Like most other school districts in the county, Berkshire Hills is seeing its enrollments shrink significantly. There are currently about 525 students at Monument in grades nine through 12. As recently as 1999, there were more than 700. A recent study by the Berkshire Regional Planning Commission put the enrollment of the entire Berkshire Hills district at 1,612 in 2000 and predicted it will fall to 1,219 in 2025.
Asked whether the trend could put the number of AP offerings at risk, Dillon was circumspect.
“It’s always a work in progress,” Dillon replied, adding that AP enrollment has actually grown over the past few years.
Indeed, to be included on the honor roll, Berkshire Hills had to increase the number of students participating in AP since 2015 while also increasing or maintaining the percentage of students earning AP Exam scores of 3 or higher.
The College Board also notes that helping more students learn at a higher level and earn higher AP scores is an objective of all members of the AP community, from AP teachers to district and school administrators to college professors. Many districts are experimenting with initiatives and strategies to see how they can expand access and improve student performance at the same time.
But Dillon was also quick to caution against over-reliance on testing.
“We’re not just graduating kids who are good at taking tests,” Dillon explained. “As important as AP is, an independent study or robust internship, and a portfolio to demonstrate learning and understanding, are also important.”

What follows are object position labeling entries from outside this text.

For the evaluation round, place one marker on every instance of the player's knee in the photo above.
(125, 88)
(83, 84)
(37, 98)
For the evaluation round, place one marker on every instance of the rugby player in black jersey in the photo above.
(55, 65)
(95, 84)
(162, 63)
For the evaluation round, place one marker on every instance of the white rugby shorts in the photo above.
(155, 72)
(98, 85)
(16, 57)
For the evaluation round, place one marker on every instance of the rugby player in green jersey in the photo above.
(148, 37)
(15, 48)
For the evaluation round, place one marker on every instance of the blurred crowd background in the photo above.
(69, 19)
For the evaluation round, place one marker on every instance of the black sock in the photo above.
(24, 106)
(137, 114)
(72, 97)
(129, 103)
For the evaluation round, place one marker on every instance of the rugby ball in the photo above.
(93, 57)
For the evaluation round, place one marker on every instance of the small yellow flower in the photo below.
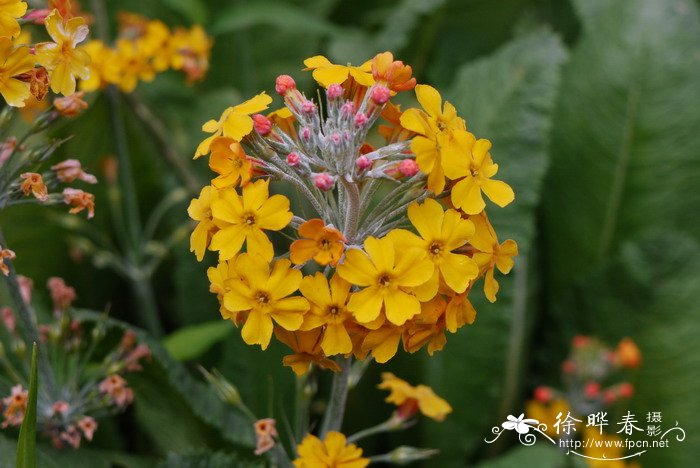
(10, 12)
(328, 308)
(385, 273)
(14, 62)
(441, 232)
(322, 243)
(409, 398)
(332, 452)
(235, 122)
(228, 159)
(262, 292)
(491, 254)
(475, 173)
(327, 73)
(242, 218)
(200, 210)
(61, 58)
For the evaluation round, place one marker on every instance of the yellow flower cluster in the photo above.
(143, 49)
(361, 278)
(28, 70)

In 2017, more than 4,000 colleges and universities around the world received AP scores for college credit, advanced placement or both, and/or consideration in the admissions process. Inclusion in the AP District Honor Roll is based on a review of three years of AP data, from 2015 to 2017, looking across 38 AP Exams, including world language and culture, the College Board said.
In 2016, Massachusetts was ranked first in the nation in terms of the percentages of 12th-graders that scored a 3 or higher on an AP exam. Approximately 44.1 percent of Massachusetts’ class of 2016 took at least one AP exam while they were in high school, with 31 percent of the overall class scoring 3 or higher out of a possible 5 on an AP exam, according to the state Department of Elementary and Secondary Education.

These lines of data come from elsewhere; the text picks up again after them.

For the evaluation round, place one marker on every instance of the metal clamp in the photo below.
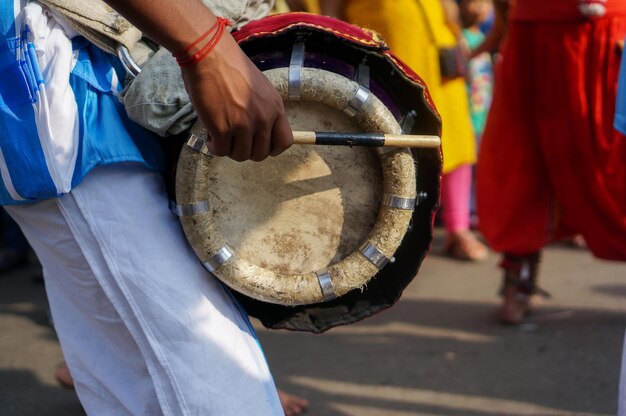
(188, 210)
(374, 255)
(295, 71)
(397, 202)
(357, 102)
(326, 284)
(221, 257)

“Congratulations to all the educators and administrators in [Berkshire Hills] who have worked to clear a path for more students of all backgrounds to participate and succeed in AP,” said Trevor Packer, head of AP and Instruction at the College Board. “These educators and administrators are fostering a culture in their schools and classrooms that allows students to face new challenges and build the confidence to succeed.”